Relying on strong biocidal actions brings real benefits, but the future belongs to those who keep an eye on both performance and responsibility. In today’s market, forward-looking brands invest in greener production methods to reduce environmental load right from the source. Using recyclable packaging and implementing closed-loop manufacturing practices can cut down on waste long before products reach consumers. In university and industry collaborations, scientists are searching for complementary molecules that might work alongside 2-Pyridinethiol 1-oxide, potentially lowering the total amount required without sacrificing protection.
On the consumer side, education matters. People are increasingly savvy about ingredients—questions about “what’s in my shampoo?” are common at in-store events and on online forums. Sharing credible, science-backed information about compounds like 2-Pyridinethiol 1-oxide goes a long way to build trust. Some brands now offer batch-level transparency, publishing details about sourcing, purity, and laboratory testing results. These steps make it easier for end users to make choices that fit their values, whether that means avoiding certain classes of preservatives or seeking formulas with a proven track record for safety and performance.
Regulators play a key role too, and lately, there’s been a healthy balance struck between overregulation and consumer freedom. By working directly with scientific experts, governments are better able to set realistic, evidence-based limits on both workplace and public exposures. This process protects public health without sidelining valuable products that prevent spoilage and reduce waste. I’ve seen rules tighten not just as a reaction to incidents, but based on steady research into cumulative effects, environmental fate, and long-term safety.
One area ripe for progress is the recycling and treatment of waste streams containing trace antimicrobials. Wastewater plants face real challenges in removing or breaking down persistent chemicals. Here, advances in filtration, biodegradation, and process optimization can make a dramatic difference. For 2-Pyridinethiol 1-oxide, targeted investment in pilot programs helps companies develop and test solutions for minimizing discharge while turning waste into reusable material. With the right incentive structure, change becomes part of the culture instead of just another compliance checkbox.

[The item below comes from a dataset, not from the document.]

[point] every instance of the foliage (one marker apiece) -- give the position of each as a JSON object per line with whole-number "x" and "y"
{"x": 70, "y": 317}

Looking back over years in the field, it becomes clear that not all antimicrobial agents earn the trust and staying power of 2-Pyridinethiol 1-oxide. Its ability to perform reliably across such a wide range of applications comes from real, measurable strengths: it holds its ground against microbial threats, blends into complex formulas, and offers a comparatively low irritancy profile. Manufacturers, researchers, and end-users have all shaped the current state of the market by focusing on evidence and experience rather than hype.
As new questions and technological challenges arise, ongoing studies and regulatory reviews will shape the next chapter for this molecule. Real progress depends on open communication, constant evaluation of practical data, and a willingness to move away from familiar practices if something better comes along. Until that day, 2-Pyridinethiol 1-oxide stands as a vivid example of how thoughtful chemistry paired with balanced stewardship can improve products and lives while encouraging innovation along the way.